An X in 6 skill system fits very nicely with the 3 level cap of a “complete” basic game, because level can be directly incorporated into the probabilities without overwhelming the possibility set. No extra system or math is required. You will notice a simple nod to difficulty classes with the climb skill (two potential levels of penalties, for smooth and slippery surfaces) that I think works well, fits into the thief skill math, and is easy to remember. I may add similar tiers to the locks skill as well. In general though, I want to avoid the idea of difficulty classes, which is a concept that I think rarely works well outside of armor classes or other, similar combat targets.
I plan on including LotFP-style “fill in the dice” skill boxes on the character sheet, to remind players about the mechanical interfaces available to them (for example, X in 6 search in exchange for spending an exploration turn and risking a random encounter check). More details about how the skill system plugs into gameplay is contained in the section on movement and turns.
Skills represent the chances characters have at accomplishing certain common adventuring tasks within the game world, such as sneaking up on enemies or picking a lock. They are not meant to restrict potential actions, but rather to provide an impartial system for resolving actions with clear risks and rewards. Creative play may often allow characters to accomplish a task without recourse to a skill roll, and thus avoid the potential risks associated with a skill roll (such as the noise made by attempting to use the force skill on a door or chest). All characters begin with (at least) a score of 1 in 6 for all the basic skills. Expert skills are only available to characters of certain classes.
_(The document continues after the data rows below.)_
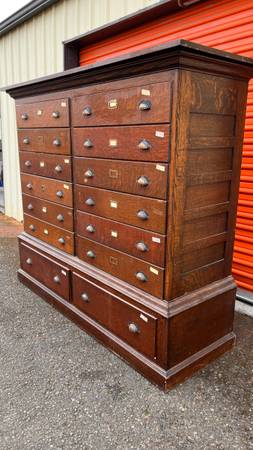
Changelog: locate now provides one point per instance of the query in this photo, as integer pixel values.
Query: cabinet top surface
(172, 55)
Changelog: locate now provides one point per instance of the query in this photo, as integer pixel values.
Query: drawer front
(137, 242)
(50, 273)
(137, 143)
(132, 270)
(51, 140)
(62, 239)
(58, 215)
(53, 190)
(53, 166)
(133, 105)
(142, 212)
(48, 113)
(131, 324)
(148, 179)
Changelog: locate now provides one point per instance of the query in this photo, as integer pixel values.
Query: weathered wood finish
(156, 286)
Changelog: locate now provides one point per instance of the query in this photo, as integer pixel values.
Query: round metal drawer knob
(57, 142)
(143, 215)
(87, 143)
(141, 277)
(57, 279)
(145, 105)
(90, 202)
(87, 111)
(143, 181)
(144, 145)
(91, 254)
(58, 168)
(59, 194)
(60, 218)
(85, 297)
(55, 114)
(90, 228)
(89, 173)
(142, 247)
(133, 328)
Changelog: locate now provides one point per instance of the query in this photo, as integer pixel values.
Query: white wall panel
(35, 49)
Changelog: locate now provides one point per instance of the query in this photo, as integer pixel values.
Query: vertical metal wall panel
(226, 25)
(34, 49)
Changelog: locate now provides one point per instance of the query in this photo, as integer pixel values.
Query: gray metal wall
(35, 49)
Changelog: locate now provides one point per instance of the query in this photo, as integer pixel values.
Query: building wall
(35, 49)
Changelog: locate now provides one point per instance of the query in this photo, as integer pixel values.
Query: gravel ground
(60, 389)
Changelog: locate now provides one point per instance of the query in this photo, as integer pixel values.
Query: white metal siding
(35, 49)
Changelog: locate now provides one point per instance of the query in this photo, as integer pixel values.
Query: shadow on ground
(60, 389)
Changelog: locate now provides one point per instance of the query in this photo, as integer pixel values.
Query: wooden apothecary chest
(130, 173)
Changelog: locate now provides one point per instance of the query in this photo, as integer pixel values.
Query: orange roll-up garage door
(226, 25)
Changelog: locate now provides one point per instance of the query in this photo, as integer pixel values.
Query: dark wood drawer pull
(90, 202)
(90, 228)
(144, 145)
(57, 279)
(55, 114)
(143, 215)
(141, 277)
(145, 105)
(60, 218)
(58, 168)
(142, 247)
(133, 328)
(90, 254)
(143, 181)
(87, 143)
(89, 173)
(85, 297)
(57, 142)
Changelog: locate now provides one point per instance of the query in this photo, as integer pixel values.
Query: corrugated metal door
(226, 25)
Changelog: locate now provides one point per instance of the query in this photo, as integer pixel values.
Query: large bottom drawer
(126, 321)
(53, 275)
(127, 268)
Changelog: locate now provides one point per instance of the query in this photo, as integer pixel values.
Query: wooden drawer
(149, 103)
(53, 166)
(54, 190)
(142, 212)
(48, 113)
(53, 275)
(58, 215)
(137, 143)
(134, 241)
(131, 324)
(148, 179)
(49, 140)
(132, 270)
(62, 239)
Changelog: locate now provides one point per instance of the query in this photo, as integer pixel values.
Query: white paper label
(145, 92)
(160, 167)
(143, 318)
(159, 134)
(153, 270)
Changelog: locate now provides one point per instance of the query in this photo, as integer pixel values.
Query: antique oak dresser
(130, 177)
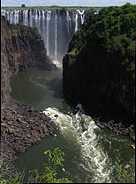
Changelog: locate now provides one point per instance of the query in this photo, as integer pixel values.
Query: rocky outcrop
(21, 126)
(99, 68)
(22, 47)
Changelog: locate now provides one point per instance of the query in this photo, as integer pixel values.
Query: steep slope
(21, 126)
(99, 68)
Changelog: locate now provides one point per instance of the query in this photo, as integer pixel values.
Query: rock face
(21, 126)
(22, 47)
(99, 68)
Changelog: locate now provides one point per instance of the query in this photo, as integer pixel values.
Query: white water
(56, 37)
(83, 128)
(47, 32)
(76, 22)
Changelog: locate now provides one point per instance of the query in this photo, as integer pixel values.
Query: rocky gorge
(21, 126)
(99, 68)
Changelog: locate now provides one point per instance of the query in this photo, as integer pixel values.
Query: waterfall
(81, 15)
(76, 22)
(47, 32)
(56, 27)
(56, 37)
(83, 129)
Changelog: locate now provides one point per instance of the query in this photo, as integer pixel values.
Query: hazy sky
(65, 2)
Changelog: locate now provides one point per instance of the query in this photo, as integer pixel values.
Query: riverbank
(21, 127)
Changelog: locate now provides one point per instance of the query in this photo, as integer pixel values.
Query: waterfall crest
(55, 26)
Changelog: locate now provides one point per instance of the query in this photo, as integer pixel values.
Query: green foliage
(15, 180)
(107, 45)
(124, 174)
(49, 173)
(56, 157)
(23, 6)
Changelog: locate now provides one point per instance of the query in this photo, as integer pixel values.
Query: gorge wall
(99, 68)
(55, 25)
(21, 126)
(22, 47)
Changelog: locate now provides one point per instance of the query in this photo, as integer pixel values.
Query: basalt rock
(99, 68)
(21, 126)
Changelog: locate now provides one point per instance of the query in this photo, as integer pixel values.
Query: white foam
(95, 160)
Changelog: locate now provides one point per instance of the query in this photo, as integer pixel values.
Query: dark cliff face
(22, 47)
(99, 69)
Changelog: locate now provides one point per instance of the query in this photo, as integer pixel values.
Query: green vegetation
(124, 174)
(49, 174)
(104, 64)
(23, 6)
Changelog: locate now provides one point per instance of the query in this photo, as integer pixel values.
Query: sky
(65, 2)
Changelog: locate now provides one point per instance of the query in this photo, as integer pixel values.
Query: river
(91, 153)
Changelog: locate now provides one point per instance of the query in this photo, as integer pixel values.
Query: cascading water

Thieves have access to the following expert skills: devices, locks, and steal. Thief skill chances start at 3 in 6 and increase by one point at each level gained. Thus, thieves have a chance of 4 in 6 at second level and 5 in 6 at third level.
This skill is used to break open things like stuck doors and locked chests. Add +STR to this skill roll. Using a tool like a prybar or hammer may add another +1 depending on the object being forced. Because forcing something is noisy, it requires an dungeon turn. Note that thieves do not increase their force skill when gaining levels.
The climb skill allows you to climb surfaces such as rough walls. Climbing a rope or ladder does not require a skill check. There is a penalty of -1 when attempting to climb smooth surfaces and a penalty of -2 when attempting to climb slippery surfaces. Climbing gear imparts a +1 bonus on climb checks. Climbing requires a dungeon turn.
It is often useful to know what is behind a door before you break it down. Two characters may listen at a standard sized door simultaneously. A good effort requires quiet and time, so using the listen skill requires a dungeon turn.
If you don’t know exactly what to examine, you can just search an area from top to bottom. Using the search skill requires an dungeon turn, and allows a character to examine an area about the size of one skirmish melee (or a medium sized room). Note that examining specific features and interacting with them descriptively often does not require a full dungeon turn, and may not require a skill roll at all, so descriptive interaction is usually advantageous, as you may be able to avoid a random encounter check.
Sometimes you want to avoid danger rather than face it head on. Perhaps this is to set up a surprise attack, or to just avoid detection entirely. In any case, succeeding on a stealth roll allows a character to automatically gain surprise if it comes to combat. All characters attempting to sneak in this way must make separate stealth checks, but discovery of one character does not automatically reveal all sneaking characters. Stealth checks may not be attempted by characters in melee, but might be possible for those outside of melee during combat depending on the specific situation.
The devices skill can be used to disable or manipulate small mechanical traps and mechanisms. Using the devices skill requires a dungeon turn. Failure does not trigger traps.
This skill is used to pick locks, and requires tools. Attempting to pick a lock requires a dungeon turn.
Take something without being noticed. Steal can even be used in melee. On failure, the attempt is not noticed but the desired item is not acquired. Items held directly by others may be stolen, but this can’t be done secretly.